だが技術力を示す必要はある。敢えてムーに我々の位置を晒し、攻撃隊を誘導。全機叩き墜として、こちらは巡洋艦辺りを空対艦ミサイルで沈める」

 

今回神谷からは余り指示を受けておらず、全部自由にやれと言われている。だがある程度演習になる様な立ち回りをする事と、ムーに絶望と恐怖を与えて欲しいと頼まれている。

ただ技術格差を見せつけるのではなく、見せ方を工夫してよりリアルな脅威として映すのである。そしてこれは同盟を結んだ時、希望へと変わる。そのためにも出来るだけ大きな爪痕を残し、トラウマクラスの恐怖を刻みつける必要があるのだ。

 

「そう言う事なら二個飛行隊、40機によるミサイル攻撃でも仕掛けますか?」

 

「そうだな。じゃあ、ムー艦隊には適当に喰らってもらうか」

 

「アイ・サー」

 

すぐに赤城と加賀に下命し、空対艦ミサイル満載の航空機が発艦していく。航空隊の発艦が完了し、高度を取り切った辺りで偵察に出ていたマリンが大日本皇国の艦隊を発見した。

 

「なんだありゃ!?まさかアレが、大日本皇国海軍なのか?この距離であのデカさと言う事は、確実に1km近い全長の船が3隻はいるぞ.......。

取り敢えず、打電しなくては」

 

パイロットのギャッドラーはモールスで艦隊に情報を打電する。

 

——ワレ、敵艦隊発見ス。距離240、方位3-6-0。艦隊陣容ハ超大型戦艦1、超大型空母2、大型空母*11、巡洋艦*2ト思シキ艦艇4、判別不可能ノ艦*34。繰リ返ス…

 

勿論こんなモールス、すぐに傍受されてしまう。暗号化すらされてない平文なので、解読と言うか翻訳なんてお手の物。ある程度通報できたのを見計らって、上空から1機の震電IIが20mm機関砲を撃ちながら通り抜ける。

 

「な、何だ!?」

 

『機体、爆散。パイロット死亡。機体、爆散。パイロット死亡』

 

「は!?!?」

 

耳につけた無線機から機体が爆発して、ギャッドラー自身も死亡判定を喰らった事を機械的な音声が知らせてくる。

 

「そ、そんなバカな」

 

信じられずにいると、背後から物凄い音が聞こえた。マリンは構造的に風防のある正面以外は野晒しである為、無線用のヘッドフォンや耳栓をしててもエンジン音が普通に耳をつんざくレベルで聞こえてきて、基本周りの音なんて聞こえない。それなのに聞こえてくるほどの轟音に後ろを振り返ると、そこには水色と紺色の迷彩が施された謎の機体がギャッドラーの乗るマリンの左右に2機ずつ居た。

 

「まさかアレが、大日本皇国軍の戦闘機なのか.......」

 

『ムー海軍機、聞こえるか?こちらは大日本皇国海軍、第一主力艦隊総旗艦、超戦艦『熱田』艦載航空団、第一飛行隊所属、アザゼル隊一番機のレイカーだ。
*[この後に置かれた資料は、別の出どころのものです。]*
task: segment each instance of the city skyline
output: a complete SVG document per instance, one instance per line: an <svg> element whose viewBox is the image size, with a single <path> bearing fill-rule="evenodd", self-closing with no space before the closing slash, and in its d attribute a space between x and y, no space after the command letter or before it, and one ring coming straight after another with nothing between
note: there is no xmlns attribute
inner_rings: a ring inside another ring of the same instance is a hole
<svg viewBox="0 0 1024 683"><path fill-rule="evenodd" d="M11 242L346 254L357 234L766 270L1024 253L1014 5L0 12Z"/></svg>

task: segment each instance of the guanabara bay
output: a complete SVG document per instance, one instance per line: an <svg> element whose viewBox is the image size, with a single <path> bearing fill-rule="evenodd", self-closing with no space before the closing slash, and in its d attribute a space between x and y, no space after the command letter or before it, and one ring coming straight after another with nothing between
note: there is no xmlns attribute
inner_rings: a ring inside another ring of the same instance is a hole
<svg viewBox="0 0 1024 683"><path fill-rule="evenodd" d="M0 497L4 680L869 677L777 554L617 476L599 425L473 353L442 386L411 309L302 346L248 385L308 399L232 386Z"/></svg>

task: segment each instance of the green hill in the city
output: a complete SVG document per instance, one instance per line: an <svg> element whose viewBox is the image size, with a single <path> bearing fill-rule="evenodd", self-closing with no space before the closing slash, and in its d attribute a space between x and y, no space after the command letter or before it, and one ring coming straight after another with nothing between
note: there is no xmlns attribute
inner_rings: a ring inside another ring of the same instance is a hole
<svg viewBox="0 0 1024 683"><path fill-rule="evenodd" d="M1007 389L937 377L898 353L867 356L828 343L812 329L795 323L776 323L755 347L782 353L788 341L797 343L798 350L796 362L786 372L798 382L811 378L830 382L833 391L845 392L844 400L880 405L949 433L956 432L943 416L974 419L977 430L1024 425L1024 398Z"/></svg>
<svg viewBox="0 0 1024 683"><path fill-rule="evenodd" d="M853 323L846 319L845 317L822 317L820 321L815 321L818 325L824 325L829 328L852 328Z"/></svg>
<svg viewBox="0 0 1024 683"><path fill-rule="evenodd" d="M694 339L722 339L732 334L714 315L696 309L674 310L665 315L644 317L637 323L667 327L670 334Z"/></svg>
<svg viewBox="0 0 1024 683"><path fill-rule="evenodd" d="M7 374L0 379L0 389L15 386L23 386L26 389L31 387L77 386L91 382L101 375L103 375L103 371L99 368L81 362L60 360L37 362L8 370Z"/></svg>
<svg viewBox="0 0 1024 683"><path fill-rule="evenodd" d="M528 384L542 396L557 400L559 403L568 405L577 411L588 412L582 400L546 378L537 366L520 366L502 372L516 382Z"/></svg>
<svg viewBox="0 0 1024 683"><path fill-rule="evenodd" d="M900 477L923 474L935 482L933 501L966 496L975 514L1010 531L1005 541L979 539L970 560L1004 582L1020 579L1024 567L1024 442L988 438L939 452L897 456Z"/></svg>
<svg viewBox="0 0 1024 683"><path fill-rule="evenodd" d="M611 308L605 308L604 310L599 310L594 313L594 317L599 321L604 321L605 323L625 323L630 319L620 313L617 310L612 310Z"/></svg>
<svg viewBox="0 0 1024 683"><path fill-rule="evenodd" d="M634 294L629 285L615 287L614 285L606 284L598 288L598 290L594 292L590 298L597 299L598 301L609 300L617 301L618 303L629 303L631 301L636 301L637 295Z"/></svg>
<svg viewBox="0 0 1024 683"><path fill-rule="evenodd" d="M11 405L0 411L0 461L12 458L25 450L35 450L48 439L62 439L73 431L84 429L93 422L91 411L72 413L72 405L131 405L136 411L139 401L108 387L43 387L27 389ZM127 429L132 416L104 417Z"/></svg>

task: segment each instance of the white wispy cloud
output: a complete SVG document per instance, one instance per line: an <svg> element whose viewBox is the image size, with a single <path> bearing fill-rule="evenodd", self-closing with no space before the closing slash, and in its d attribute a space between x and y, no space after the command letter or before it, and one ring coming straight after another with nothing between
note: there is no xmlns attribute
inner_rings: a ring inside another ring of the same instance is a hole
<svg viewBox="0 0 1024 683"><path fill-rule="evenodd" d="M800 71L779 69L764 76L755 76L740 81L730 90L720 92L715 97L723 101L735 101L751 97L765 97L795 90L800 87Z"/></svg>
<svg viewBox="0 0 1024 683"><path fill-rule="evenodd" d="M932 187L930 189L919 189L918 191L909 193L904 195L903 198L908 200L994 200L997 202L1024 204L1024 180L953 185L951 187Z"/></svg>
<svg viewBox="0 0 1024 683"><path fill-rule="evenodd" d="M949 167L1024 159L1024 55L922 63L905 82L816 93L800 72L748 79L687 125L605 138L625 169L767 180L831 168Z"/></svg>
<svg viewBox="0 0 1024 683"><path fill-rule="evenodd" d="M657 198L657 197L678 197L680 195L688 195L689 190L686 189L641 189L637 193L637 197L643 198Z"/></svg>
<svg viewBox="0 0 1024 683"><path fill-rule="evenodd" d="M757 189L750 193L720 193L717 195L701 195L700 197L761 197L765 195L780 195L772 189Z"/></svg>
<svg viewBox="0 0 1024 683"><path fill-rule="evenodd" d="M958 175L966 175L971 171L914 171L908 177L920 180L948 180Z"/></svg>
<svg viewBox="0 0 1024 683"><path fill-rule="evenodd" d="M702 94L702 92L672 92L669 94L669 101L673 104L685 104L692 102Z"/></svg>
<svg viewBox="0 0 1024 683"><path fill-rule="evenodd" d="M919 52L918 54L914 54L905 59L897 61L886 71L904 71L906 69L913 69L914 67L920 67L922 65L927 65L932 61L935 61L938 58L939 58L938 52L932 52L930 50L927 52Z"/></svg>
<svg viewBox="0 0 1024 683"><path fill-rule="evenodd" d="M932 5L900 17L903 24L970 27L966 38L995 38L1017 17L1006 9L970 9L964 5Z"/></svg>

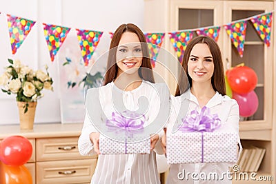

信じられんだろうが、アンタの機体に20mmの雨を降らさせて貰った。その結果、アンタは機体諸共木っ端微塵だ。悪いが至急、現空域を離脱してくれ。さもないと、艦隊からの砲弾の雨まで喰らう羽目になるぜ?』

 

「りょ、了解した。離脱する。レイカー殿」

 

『レイカーでいいぜ兄弟』

 

「レイカー。演習が終わったら、話がしたい」

 

思いもよらぬお誘いに面食らうレイカーだったが、少しだけ笑うと無線に声を乗せる。

 

『いいぜ、青空を征く我が兄弟。陸で会おうぜ』

 

そう言い残すとレイカーは列機を引き連れて、ギャッドラーの背後から離脱。また上空支援に戻った。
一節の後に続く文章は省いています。